We bet big on the last 10 years on this happening — it’s crazy to see it come and go all the way to the highest award a film can get in the industry, in an industry that’s ignored those stories and ignored Miami.

And it’s crazy to see the community support it. At the Oscar party at the African Heritage Cultural Arts Center, people were cheering like the Heat won the title. I’ve never heard of an indie film having a city root for it in that way.

Hopefully this is just the beginning. We’ve been doing the work to groom other filmmakers to be ready for opportunities like this. There is an audience and we’re going to see more Miami stories coming out of the city, but it’s going to be difficult, because there’s no state tax incentive which means anyone doing a movie has to convince financiers to spend 20 percent more than they would to produce a film in Georgia.

But “Moonlight” was made without state tax incentives.

For every “Moonlight” that does it on their own, there are potentially 10 that can’t.

You guys just wrapped up your 10th film festival. Congrats! But quick question: Why was the theme “Borsht Diez” and the tagline “pray4Borscht” if you guys just had such a mega success? Did Borscht die?

Diez actually comes from ten in Spanish. Again it started off as a dumb joke then we started taking it seriously. It’s also playing on the current zeitgeist that everything is a bit more apocalyptic. For Miami, the impact of sea level rise and that mentality is reflected in a lot of films screened. They’re not literally about flooding but more about Miami and this sense of mortality and fatalism.

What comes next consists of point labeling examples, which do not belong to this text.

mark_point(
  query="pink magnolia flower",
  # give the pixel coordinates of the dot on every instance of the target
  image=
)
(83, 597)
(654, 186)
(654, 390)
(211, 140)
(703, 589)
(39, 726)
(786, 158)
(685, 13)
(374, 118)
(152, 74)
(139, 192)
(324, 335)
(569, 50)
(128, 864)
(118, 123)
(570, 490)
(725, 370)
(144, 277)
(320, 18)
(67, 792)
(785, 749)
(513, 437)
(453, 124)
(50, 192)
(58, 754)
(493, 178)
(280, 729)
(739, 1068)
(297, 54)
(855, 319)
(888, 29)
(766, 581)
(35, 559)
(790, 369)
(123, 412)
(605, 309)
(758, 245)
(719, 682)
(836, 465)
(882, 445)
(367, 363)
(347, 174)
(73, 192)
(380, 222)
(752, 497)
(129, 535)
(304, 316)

What does it mean to be creating things in the face of destruction? That mentality is sort of what we wanted to explore.

Plus, from our perspective we never intended to be around this long. We never ever wanted to be this institution that’s sucking up resources, so we’re always evaluating what is the impact we’re having? Originally our mission was to redefine cinema in Miami and with “Moonlight” and success of short films, the people that come to Miami for this festival, and the new voices coming out of here — we’ve done that.

It’s about what’s next? If we’ve already changed the dialogue and discourse in the city, “diez” sort of ended perfectly. The Oscar win put a nice period on our first cycle of Borscht. Now we’re going to start over, and how it starts over remains to be seen.